There are several important considerations in designing a strategy that will work for you. Decreased energy use will benefit an owner directly if utility costs are included in the lease fee. Full service leases are designed to put the responsibility for energy savings on the building manager by fixing the utility costs the tenant pays. Any reduction in utility consumption below what is assumed in the lease is a savings to the owner.
For buildings that offer leases net of utilities, the energy savings are passed on directly to the tenants. In multi-tenant buildings, the savings (like the costs) are divided among all of the tenants. A tenant may be reluctant to add metering equipment if their fellow tenants are not equally committed to reducing energy consumption, so communication between tenants is key.

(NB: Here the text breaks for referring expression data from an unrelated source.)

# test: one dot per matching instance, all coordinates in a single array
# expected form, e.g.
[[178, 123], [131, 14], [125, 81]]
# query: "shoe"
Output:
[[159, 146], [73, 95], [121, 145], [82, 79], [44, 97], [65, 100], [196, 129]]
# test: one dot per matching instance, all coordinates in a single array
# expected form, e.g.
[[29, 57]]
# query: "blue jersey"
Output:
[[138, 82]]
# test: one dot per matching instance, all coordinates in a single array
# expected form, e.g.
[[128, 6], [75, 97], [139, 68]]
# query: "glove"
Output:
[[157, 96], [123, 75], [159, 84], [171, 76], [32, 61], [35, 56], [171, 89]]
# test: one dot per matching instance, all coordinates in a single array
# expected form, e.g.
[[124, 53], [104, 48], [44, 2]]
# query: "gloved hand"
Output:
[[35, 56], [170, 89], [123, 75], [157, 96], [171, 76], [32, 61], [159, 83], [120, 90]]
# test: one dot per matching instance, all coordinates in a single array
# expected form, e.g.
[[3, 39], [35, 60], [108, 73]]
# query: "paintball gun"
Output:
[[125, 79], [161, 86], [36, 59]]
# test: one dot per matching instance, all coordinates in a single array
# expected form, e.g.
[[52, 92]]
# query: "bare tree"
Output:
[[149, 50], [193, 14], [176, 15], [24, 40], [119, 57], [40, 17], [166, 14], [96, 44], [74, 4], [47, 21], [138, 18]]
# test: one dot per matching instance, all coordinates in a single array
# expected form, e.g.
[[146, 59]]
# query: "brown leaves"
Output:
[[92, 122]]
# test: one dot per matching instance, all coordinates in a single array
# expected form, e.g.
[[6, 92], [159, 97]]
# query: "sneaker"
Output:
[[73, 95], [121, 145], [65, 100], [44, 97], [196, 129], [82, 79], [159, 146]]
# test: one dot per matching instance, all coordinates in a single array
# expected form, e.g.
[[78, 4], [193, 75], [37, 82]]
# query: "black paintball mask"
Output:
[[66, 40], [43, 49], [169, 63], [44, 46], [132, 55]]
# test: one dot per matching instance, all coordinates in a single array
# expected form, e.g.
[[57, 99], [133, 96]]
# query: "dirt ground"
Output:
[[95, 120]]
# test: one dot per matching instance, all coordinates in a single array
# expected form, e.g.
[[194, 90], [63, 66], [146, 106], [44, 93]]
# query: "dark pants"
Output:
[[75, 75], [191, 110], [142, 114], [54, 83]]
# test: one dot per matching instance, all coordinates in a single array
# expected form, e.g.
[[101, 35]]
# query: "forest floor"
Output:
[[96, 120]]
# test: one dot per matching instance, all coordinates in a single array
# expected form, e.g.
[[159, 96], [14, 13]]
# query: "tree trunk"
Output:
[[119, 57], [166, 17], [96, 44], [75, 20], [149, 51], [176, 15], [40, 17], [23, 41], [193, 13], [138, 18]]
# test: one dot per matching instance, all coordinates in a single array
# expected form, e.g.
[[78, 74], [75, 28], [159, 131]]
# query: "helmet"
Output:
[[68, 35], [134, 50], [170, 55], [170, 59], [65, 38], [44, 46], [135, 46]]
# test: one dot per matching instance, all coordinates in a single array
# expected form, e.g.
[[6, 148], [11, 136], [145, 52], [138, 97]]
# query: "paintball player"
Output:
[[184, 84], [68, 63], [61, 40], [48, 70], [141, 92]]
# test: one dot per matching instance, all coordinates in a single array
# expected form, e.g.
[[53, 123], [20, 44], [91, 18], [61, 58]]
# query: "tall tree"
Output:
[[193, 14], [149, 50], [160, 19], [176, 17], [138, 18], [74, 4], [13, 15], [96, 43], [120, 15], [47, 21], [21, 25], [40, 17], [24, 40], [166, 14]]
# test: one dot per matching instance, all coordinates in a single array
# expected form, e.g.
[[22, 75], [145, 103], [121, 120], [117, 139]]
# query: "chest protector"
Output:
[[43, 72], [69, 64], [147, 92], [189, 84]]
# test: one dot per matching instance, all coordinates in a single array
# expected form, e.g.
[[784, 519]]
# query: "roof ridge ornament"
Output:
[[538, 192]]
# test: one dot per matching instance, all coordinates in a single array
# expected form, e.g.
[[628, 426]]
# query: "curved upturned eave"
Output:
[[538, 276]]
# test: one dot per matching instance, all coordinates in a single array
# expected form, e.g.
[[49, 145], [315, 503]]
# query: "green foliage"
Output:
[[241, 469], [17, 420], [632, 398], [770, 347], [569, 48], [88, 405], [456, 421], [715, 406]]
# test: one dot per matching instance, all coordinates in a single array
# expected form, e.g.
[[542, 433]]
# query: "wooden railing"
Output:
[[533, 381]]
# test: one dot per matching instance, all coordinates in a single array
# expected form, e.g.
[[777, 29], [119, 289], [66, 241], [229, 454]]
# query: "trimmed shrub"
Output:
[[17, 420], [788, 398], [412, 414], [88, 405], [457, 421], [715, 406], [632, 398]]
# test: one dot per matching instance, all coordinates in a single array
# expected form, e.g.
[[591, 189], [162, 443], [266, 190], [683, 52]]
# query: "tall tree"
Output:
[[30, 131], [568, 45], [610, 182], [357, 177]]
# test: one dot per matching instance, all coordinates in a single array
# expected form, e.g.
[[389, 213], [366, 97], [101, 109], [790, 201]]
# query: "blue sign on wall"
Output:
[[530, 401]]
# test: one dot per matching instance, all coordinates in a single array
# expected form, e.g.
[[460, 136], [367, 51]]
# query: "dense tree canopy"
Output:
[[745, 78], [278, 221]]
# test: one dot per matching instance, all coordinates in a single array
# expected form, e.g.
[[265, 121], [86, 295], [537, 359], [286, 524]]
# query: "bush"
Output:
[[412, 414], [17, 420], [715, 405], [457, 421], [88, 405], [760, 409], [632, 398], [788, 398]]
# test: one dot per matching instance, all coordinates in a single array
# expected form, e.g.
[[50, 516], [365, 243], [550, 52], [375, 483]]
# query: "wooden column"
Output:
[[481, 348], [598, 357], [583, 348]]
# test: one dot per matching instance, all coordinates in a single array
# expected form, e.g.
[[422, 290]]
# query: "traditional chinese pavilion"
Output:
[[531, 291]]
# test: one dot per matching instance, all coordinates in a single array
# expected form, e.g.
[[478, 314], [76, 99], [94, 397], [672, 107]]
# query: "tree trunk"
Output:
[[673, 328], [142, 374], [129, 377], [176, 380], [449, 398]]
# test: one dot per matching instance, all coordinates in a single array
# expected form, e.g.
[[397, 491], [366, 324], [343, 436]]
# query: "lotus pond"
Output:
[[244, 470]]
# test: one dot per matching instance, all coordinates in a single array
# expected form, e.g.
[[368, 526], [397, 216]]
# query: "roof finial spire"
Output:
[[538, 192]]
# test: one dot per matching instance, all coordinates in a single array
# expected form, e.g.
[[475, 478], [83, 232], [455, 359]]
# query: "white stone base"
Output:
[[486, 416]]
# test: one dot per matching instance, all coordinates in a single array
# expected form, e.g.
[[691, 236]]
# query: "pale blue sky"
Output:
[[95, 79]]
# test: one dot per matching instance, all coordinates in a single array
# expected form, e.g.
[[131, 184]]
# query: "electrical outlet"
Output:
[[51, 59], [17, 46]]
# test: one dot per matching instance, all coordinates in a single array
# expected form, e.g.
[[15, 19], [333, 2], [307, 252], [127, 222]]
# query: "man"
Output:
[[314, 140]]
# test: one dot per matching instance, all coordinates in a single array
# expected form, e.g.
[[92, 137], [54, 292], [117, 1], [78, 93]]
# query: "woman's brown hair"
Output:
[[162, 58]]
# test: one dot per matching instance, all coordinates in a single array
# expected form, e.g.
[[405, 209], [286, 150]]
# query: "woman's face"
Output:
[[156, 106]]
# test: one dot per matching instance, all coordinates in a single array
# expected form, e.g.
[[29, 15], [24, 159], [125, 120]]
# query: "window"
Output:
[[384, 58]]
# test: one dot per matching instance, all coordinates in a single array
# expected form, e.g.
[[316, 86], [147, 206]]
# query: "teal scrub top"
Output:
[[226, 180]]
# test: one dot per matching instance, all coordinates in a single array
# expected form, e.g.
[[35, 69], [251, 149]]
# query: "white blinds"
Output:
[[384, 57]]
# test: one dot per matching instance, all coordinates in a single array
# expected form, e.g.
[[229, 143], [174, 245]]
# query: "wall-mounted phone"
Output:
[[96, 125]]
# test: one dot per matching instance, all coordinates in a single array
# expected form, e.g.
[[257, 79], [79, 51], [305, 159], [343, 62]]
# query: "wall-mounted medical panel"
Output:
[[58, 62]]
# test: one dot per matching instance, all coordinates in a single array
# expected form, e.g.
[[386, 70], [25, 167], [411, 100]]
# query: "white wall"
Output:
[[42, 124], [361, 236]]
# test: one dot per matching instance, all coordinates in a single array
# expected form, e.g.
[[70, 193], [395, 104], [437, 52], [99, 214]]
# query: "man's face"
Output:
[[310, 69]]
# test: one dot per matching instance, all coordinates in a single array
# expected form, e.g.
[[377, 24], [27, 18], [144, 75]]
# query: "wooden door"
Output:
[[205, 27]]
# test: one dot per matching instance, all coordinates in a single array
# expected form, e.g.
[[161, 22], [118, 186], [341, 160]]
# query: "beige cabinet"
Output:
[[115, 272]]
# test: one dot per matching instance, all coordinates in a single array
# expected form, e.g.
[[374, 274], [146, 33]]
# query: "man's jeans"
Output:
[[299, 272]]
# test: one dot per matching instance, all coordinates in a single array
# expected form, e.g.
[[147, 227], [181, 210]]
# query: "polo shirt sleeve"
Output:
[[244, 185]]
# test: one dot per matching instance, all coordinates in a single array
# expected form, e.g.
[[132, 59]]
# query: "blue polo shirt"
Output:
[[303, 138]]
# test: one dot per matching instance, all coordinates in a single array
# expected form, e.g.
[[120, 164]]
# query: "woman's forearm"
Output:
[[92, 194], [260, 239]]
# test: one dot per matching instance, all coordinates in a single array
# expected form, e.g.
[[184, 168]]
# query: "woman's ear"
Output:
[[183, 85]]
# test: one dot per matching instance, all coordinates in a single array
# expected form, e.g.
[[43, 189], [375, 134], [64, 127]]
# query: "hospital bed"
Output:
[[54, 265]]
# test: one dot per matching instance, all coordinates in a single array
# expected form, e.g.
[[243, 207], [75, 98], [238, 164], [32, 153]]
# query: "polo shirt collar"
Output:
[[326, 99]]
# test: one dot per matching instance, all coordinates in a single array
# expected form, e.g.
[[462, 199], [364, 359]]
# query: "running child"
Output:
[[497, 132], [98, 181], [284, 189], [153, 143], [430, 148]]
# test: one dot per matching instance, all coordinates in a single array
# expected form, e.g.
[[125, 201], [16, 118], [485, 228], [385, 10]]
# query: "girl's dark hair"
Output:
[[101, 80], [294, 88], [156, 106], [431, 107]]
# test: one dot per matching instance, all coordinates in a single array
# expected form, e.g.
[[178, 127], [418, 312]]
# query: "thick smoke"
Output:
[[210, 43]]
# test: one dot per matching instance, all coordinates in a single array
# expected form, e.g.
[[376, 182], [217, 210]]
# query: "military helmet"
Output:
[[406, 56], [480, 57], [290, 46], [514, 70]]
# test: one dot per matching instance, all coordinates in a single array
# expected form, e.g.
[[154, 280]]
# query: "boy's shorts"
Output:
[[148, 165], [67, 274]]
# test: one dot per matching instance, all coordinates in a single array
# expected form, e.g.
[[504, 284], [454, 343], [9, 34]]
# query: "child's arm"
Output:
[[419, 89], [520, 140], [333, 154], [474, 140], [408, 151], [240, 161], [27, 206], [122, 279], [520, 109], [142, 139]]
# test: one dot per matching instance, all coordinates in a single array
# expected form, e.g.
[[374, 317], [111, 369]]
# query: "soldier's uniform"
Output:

GHT has worked with building owners to convert full-service buildings into properties that offer net-of-electric leases by implementing a series of electric meters. The meters allow each tenant’s electrical consumption to be allocated directly to the tenant. Building-wide costs, such as cooling towers, elevators, and lobby lighting are metered and allocated to tenants based on square footage of occupancy. In these cases, tenants save money by taking advantage of their individual energy saving opportunities. Owners are able to reduce their costs on tenants that remain with full-service leases by taking advantage of energy cost savings. Owners also gain a better understanding of the utility usage of the buildings.